Tácito publicou em sua página pessoal no Facebook uma deliciosa crônica sobre os personagens que habitam as academias frequentadas pela classe média natalense. O jeito fluido e claro de dizer as coisas de Tácito me dá uma inveja danada. Sua capacidade de observar o cotidiano miúdo da gente, dele mesmo, com uma elegância e uma simplicidade tão singulares aumentam minha inveja.
Mais uma verdade: nem é a primeira vez que digo isso publicamente. Já o escrevi e tive a oportunidade de dizer a ele o que penso. Aliás, é uma alegria poder dizer a um escritor da admiração que temos.
Opa!

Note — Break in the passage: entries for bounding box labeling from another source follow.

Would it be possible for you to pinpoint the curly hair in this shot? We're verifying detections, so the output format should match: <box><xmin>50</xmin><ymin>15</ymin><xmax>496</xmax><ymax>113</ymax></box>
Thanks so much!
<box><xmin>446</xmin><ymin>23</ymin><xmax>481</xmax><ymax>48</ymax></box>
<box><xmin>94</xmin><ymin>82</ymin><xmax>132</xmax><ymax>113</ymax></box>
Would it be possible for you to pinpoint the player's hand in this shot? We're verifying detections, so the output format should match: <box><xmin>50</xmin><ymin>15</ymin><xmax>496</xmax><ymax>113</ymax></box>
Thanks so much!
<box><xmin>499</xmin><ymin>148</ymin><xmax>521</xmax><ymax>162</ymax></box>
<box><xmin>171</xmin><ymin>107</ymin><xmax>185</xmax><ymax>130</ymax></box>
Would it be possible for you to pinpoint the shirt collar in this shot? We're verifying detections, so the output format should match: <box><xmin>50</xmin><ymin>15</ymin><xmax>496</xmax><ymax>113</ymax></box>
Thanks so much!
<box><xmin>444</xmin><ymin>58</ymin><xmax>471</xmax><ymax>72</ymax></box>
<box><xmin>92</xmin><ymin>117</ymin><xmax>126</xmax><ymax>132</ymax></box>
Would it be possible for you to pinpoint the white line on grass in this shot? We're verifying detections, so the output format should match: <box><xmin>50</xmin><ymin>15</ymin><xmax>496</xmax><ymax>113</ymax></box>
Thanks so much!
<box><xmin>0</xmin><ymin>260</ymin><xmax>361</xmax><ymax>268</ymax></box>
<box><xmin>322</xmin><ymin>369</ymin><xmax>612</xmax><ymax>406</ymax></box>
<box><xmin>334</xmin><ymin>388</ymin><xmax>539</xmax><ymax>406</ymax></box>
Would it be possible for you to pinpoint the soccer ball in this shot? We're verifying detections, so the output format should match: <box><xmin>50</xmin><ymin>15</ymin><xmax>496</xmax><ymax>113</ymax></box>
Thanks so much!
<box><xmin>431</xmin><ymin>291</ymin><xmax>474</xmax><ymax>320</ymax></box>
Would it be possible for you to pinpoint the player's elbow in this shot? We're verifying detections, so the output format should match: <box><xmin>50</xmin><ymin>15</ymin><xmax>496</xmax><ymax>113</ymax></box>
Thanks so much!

Este cronista está tergiversando (somemos esta às duas primeiras: “comezinha” e “ensimesmado”).
A conversa inicial era que a vida deste cronista é comezinha, coisa simples, de nenhum alarido. É a vida de quem bate ponto no trabalho, passa horas resolvendo problemas burocráticos em frente a uma tela fria, coça a cabeça, estanca para uma xícara de café e volta para ser feliz em casa sem precisar pensar no mundo que fica do lado de fora da porta.
É uma vida que nem enche uma coluna semanal. É essa vida numa cidadezinha qualquer, em que um cachorro vai devagar, em que um homem vai devagar, em que as janelas olham devagar… o Carlos, aquele Carlos, sabe bem como é essa vida besta, meu Deus.